Circular Pattern Matching with $k$ Mismatches

The $k$-mismatch problem consists in computing the Hamming distance between a pattern $P$ of length $m$ and every length-$m$ substring of a text $T$ of length $n$, if this distance is no more than $k$. In many real-world applications, any cyclic rotation of $P$ is a relevant pattern, and thus one is interested in computing the minimal distance of every length-$m$ substring of $T$ and any cyclic rotation of $P$. This is the circular pattern matching with $k$ mismatches ($k$-CPM) problem. A multitude of papers have been devoted to solving this problem but, to the best of our knowledge, only average-case upper bounds are known.

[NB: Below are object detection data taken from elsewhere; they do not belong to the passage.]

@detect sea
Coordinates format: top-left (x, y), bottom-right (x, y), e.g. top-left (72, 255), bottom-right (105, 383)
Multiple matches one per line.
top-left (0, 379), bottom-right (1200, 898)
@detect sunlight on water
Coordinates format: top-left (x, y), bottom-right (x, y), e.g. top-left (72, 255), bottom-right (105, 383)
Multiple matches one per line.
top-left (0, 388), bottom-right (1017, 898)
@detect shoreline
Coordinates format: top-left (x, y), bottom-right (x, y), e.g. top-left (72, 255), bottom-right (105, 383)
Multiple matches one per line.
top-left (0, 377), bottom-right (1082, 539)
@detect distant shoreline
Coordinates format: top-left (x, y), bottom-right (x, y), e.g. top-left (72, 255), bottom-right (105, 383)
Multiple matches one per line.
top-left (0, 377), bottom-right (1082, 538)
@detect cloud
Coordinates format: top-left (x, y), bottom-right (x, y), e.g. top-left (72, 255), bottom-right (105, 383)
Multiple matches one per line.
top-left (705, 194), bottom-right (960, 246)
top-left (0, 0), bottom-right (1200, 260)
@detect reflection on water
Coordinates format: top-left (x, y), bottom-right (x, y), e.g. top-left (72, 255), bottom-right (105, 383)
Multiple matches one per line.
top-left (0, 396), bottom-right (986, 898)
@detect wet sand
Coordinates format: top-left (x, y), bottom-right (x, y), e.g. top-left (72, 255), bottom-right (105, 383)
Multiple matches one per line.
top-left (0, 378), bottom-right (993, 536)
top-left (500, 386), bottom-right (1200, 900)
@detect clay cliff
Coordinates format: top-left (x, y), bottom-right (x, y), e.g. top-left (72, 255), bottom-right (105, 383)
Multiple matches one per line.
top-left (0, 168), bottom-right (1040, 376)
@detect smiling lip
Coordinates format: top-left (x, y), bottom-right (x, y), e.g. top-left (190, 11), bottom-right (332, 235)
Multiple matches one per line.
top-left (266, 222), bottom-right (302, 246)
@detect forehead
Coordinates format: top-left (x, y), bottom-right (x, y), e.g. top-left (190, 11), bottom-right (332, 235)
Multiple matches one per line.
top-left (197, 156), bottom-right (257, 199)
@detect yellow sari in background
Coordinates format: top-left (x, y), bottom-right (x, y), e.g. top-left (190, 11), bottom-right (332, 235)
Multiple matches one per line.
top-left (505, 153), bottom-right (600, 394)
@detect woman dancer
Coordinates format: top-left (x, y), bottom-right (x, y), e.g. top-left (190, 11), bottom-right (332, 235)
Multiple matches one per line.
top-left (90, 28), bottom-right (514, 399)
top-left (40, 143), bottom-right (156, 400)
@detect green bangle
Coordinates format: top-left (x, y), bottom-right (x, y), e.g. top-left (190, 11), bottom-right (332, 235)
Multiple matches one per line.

In this paper, we present the first non-trivial worst-case upper bounds for the $k$-CPM problem. Specifically, we show an $O(nk)$-time algorithm and an $O(n+\frac{n}{m}\,k^4)$-time algorithm. The latter algorithm applies in an extended way a technique that was very recently developed for the $k$-mismatch problem [Bringmann et al., SODA 2019]. A preliminary version of this work appeared at FCT 2019. In this version we improve the time complexity of the main algorithm from $O(n+\frac{n}{m}\,k^5)$ to $O(n+\frac{n}{m}\,k^4)$.